Hystrix – Circuit Breaker:

Netflix Hystrix provides a framework for fault handling using a circuit breaker pattern. If some composite services depend on other core services, then failure of any of the core service can jeopardize the whole composite system if faults are not handled properly.

Netflix Hystrix provides circuit breaker capabilities to a service consumer. If a service doesn’t respond (e.g. due to a timeout or a communication error), Hystrix can redirect the call to an internal fallback method in the service consumer. If a service repeatedly fails to respond, Hystrix will open the circuit and fast fail (i.e. call the internal fallback method without trying to call the service) on every subsequent call until the service is available again. To determine wether the service is available again Hystrix allow some requests to try out the service even if the circuit is open. Hystrix executes embedded within its service consumer.

Netflix Hystrix dashboard and Netflix Turbine - Monitor Dashboard

Hystrix dashboard can be used to provide a graphical overview of circuit breakers and Turbine can, based on information in Eureka, provide the dashboard with information from all circuit breakers in a system landscape.

Archaius: External Configuration Management:

Archaius is the Netflix client side configuration library. It is the library used by all of the Netflix OSS components for configuration. Archaius is an extension of the Apache Commons Configuration project. It allows updates to configuration by either polling a source for changes or for a source to push changes to the client. Archaius uses Dynamic<Type>Property classes as handles to properties.
Archaius has its own set of configuration files and loading priorities. Spring applications should generally not use Archaius directly, but the need to configure the Netflix tools natively remains. Spring Cloud has a Spring Environment Bridge so Archaius can read properties from the Spring Environment.

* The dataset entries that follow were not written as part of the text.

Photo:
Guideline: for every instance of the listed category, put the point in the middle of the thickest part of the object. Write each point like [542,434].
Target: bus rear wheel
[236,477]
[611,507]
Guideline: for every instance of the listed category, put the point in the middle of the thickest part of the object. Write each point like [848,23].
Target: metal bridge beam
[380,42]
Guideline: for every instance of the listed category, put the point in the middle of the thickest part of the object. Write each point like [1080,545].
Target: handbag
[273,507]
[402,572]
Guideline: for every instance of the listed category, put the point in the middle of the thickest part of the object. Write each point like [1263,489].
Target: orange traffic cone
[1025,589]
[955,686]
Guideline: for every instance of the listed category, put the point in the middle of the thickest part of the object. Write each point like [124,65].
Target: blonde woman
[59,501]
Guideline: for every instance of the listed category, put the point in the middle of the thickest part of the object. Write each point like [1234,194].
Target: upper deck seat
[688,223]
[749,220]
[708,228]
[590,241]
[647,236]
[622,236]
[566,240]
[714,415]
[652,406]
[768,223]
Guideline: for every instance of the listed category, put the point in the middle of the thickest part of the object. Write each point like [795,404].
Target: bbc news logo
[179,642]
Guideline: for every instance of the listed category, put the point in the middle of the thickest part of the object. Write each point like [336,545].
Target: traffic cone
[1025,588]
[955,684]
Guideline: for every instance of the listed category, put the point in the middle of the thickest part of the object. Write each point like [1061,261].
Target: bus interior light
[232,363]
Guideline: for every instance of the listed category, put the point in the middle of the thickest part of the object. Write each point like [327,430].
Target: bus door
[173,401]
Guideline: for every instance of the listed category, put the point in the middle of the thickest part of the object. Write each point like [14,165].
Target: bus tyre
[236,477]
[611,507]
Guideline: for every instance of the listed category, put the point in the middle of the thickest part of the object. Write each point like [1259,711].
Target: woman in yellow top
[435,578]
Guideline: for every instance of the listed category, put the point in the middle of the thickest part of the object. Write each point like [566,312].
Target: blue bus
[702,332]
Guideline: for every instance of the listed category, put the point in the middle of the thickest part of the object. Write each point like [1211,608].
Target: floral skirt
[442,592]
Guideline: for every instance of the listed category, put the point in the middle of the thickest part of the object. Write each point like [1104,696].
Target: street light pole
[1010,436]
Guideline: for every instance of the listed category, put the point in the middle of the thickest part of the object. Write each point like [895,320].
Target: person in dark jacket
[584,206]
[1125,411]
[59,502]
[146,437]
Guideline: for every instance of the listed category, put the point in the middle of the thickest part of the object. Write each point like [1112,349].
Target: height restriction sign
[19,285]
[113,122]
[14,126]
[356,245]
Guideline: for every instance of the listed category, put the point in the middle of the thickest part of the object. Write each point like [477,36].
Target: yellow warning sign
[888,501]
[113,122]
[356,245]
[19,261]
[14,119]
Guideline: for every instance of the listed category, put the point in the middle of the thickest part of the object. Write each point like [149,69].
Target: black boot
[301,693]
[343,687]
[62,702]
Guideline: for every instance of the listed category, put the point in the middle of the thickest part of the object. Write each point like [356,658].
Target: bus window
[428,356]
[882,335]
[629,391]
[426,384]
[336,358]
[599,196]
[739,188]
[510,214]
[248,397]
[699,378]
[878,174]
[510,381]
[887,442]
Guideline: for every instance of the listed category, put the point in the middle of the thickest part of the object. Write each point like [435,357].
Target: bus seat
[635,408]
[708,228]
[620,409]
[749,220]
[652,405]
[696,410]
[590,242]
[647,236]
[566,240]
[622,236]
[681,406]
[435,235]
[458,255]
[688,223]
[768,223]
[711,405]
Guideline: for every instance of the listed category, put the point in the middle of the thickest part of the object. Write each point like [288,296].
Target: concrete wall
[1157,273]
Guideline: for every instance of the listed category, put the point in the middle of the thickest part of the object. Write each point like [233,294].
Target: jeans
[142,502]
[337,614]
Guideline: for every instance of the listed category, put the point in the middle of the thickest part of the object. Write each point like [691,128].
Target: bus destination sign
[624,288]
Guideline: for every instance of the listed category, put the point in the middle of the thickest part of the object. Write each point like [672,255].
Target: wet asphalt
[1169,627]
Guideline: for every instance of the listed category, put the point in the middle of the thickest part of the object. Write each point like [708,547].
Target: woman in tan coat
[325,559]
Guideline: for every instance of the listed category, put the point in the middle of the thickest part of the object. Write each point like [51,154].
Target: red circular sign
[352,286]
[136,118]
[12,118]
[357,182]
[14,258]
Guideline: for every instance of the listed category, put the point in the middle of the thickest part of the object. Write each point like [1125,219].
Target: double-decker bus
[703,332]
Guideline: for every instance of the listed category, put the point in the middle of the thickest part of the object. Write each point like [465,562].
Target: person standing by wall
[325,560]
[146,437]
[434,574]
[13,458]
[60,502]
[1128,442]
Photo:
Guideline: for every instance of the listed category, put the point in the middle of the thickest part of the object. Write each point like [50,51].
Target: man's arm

Following is the diagram depicts the overall ecosystem with various Netflix component interactions.

 

The above diagram explains a microservice based architecture for an e-commerce portal. We have elaborated one main service which deals with product information. The whole service based architecture can be divided into 3 layers logically. The core services are the unique services producing unit information like item information, price information and ratings and review. The main product composite service consumes these core services and produces full set of information related to a product. All the services are registered with Eureka.

Ribbon is responsible to load balance across multiple instances of the core services. To avoid service outage due to a failing service or temporary network problems it is very common to have more than one service instance of the same type running and using a load balancer to spread the incoming calls over the instances. Since we are using dynamic allocated ports and a service discovery server it is very easy to add a new instance. For example simply start a new review service and it will allocate a new port dynamically and register it to the service discovery server.

The service product-composite is also enhanced with a Hystrix based circuit breaker so that if any of the core services fails it will fall back to some default (static) source. The Hystrix dashboard is also configured to monitor the status of the core services.

Similar to composite service we have created one more API service layer for the same to protect the service with OAuth2. So this layer also has circuit breaker and load balancer in order to handle fault tolerance and load balancing for product composite service. The corresponding OAuth client should be configured in the service consumer.

All the components are maintaining their configuration data thru Archaius configuration management component.